Berharap teman-temanku di depan sana mendengar.
Aku mencoba bangkit, tubuh ini terasa sangat berat.
Berusaha sekuat tenaga merangkak ke pintu kamar, tetapi kedua kakiku dipegangi oleh sosok menyeramkan tanpa mata itu.
"Aaa! Mbak Shelly, Inaaa, tolong akuuu!” Aku meronta-ronta dan tetap berusaha melepaskan cengkeraman sosok tanpa mata.
Namun, dia memegang kedua kakiku semakin kuat, hingga aku meringis kesakitan di pergelangan kaki.

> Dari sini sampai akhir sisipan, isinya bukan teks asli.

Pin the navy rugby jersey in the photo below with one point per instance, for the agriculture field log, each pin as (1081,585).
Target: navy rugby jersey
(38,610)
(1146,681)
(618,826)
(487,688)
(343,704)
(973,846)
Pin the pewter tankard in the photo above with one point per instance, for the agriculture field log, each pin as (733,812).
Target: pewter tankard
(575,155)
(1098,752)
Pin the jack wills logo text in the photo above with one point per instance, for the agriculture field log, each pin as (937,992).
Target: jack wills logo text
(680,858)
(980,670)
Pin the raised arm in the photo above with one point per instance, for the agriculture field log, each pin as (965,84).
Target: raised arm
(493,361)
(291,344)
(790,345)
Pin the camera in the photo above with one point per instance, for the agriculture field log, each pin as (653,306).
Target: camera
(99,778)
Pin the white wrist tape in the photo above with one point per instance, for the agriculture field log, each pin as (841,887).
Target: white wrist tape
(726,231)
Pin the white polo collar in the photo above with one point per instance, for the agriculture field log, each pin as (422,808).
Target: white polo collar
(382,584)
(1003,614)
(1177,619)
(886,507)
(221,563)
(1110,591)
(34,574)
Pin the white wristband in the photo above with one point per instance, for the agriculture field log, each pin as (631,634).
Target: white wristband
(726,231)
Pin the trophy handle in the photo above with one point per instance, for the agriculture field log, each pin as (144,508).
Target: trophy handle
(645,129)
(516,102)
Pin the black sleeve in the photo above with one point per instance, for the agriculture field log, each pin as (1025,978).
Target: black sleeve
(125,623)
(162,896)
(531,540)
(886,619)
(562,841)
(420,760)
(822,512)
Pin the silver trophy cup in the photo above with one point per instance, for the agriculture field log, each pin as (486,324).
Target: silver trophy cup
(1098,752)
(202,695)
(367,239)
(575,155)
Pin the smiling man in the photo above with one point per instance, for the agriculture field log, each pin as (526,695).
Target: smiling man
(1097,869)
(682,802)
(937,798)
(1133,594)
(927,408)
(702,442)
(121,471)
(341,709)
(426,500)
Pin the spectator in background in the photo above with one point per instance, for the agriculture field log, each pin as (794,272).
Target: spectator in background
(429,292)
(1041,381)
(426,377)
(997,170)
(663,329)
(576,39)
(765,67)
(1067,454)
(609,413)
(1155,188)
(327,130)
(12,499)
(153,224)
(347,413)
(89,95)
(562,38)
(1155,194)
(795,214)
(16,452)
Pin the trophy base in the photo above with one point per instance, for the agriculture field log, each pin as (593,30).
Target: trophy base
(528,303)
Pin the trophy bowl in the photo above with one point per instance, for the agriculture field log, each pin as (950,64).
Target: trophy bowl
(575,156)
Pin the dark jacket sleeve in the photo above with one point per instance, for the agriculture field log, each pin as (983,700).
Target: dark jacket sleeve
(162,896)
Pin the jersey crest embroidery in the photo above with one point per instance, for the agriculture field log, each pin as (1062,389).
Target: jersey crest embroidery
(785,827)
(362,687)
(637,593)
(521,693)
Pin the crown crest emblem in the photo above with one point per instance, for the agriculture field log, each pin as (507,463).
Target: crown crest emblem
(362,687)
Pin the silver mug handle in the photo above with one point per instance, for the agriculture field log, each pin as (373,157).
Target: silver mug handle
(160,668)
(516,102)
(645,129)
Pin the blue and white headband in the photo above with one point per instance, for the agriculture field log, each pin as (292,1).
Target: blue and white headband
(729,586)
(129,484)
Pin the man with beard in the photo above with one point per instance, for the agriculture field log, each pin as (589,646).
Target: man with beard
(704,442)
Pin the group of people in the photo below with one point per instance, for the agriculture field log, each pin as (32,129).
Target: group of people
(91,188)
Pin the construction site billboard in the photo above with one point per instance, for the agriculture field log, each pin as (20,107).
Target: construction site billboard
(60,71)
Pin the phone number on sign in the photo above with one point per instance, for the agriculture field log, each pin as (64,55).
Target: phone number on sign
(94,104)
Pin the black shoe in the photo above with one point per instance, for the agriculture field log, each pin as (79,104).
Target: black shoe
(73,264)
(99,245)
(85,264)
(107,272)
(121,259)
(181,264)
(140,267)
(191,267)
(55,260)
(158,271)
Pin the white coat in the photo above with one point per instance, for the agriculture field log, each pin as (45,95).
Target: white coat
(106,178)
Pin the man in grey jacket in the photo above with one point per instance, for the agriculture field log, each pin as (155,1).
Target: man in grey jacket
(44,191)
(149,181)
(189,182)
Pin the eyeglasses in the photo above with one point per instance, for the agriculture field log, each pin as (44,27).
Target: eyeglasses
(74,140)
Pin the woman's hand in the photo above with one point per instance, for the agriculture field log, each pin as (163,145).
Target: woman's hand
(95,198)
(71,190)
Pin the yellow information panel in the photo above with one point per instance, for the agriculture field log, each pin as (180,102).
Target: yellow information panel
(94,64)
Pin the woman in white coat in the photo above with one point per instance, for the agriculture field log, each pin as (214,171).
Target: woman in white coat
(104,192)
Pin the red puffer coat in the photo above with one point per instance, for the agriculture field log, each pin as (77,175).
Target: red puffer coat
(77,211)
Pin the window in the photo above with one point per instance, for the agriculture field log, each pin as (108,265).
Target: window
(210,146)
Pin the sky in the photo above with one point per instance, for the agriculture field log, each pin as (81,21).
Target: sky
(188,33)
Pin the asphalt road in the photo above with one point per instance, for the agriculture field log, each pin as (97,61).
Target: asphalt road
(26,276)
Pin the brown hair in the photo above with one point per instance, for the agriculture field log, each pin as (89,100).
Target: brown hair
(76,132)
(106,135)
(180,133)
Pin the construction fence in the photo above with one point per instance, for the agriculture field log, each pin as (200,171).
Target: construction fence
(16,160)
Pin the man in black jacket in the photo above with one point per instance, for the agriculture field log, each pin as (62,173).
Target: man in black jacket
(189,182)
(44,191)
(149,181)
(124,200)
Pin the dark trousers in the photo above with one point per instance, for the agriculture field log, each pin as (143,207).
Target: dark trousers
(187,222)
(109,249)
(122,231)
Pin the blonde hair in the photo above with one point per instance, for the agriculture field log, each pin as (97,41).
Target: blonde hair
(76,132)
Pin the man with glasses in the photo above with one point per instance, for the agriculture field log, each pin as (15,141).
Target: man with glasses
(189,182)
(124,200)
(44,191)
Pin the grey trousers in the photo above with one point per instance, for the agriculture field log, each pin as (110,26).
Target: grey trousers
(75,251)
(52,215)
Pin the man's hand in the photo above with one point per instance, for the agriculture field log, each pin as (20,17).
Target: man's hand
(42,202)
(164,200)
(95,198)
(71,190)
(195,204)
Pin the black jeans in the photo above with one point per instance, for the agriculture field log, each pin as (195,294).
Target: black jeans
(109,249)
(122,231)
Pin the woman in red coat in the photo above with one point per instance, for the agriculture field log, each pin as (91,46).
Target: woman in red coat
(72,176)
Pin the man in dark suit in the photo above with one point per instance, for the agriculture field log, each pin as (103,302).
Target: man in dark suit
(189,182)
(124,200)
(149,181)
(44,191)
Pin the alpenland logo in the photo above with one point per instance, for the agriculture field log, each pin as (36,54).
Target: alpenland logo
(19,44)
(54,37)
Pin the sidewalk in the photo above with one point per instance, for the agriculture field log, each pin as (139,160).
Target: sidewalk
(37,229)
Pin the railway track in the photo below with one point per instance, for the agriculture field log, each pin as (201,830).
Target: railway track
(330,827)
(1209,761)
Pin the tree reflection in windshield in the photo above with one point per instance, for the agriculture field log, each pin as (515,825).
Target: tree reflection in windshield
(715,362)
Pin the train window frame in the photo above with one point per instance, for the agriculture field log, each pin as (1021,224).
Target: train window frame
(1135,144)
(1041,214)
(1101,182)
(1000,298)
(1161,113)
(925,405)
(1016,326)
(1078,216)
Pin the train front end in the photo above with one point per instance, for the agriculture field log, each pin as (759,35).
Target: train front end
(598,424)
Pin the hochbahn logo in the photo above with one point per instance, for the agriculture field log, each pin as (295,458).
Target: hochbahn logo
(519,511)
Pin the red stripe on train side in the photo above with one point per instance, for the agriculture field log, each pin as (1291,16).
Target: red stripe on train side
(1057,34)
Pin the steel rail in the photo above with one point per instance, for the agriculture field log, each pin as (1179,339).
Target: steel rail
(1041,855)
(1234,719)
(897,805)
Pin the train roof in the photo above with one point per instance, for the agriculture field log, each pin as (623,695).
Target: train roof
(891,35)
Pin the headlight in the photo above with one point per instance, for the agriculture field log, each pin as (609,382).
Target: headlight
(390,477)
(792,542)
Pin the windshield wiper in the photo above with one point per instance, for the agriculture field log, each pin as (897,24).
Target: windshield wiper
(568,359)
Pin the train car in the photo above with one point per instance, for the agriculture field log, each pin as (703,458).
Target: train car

Aku tetap berusaha sekuat tenaga untuk melepaskan diri, meskipun tubuh masih terasa sangat berat.
Pergelangan kaki juga mulai terasa ngilu akibat cengkeraman dari sosok tanpa mata itu.
Di tengah rasa takut yang kuat dan keinginan melepaskan diri, sejenak aku merasa heran kemudian bergumam dalam hati.
(Mengapa tak ada yang menolongku? Bahkan, menghampiri kamar ini saja tidak!
Aku jadi putus asa, merasa tak ada yang peduli)
Di tengah-tengah rasa putus asa, ada bayangan muncul seperti seseorang yang akan menghampiri kamar ini. Siapa pun itu, tolong aku!
"Tolooong ... tolooong sayaaaa!" rengekku sembari tetap berusaha melepaskan diri.
Saat bayangan itu semakin mendekat, kupikir aku akan segera diselamatkan, ternyata dugaanku salah besar!
Sosok yang muncul dan berdiri tepat di pintu kamar bukanlah temanku.
Meski pandangan terhalang air mata yang mulai tergenang hampir di seluruh pelupuk mata lalu air mata tersebut hendak jatuh, aku tetap berusaha melihat.
Sosok itu adalah seorang wanita bertubuh sedang, memakai seragam hitam yang tak pernah kulihat sebelumnya.
Sepertinya seragam yang dia kenakan terlihat kuno sekali.
Namun, yang membuatku makin tambah takut adalah ... wanita itu membawa kepalanya sendiri. Lehernya putus dan kepala dipeluk di depan perut.
Aku tak tahan dengan pemandangan itu, hingga akhirnya tak sadarkan diri.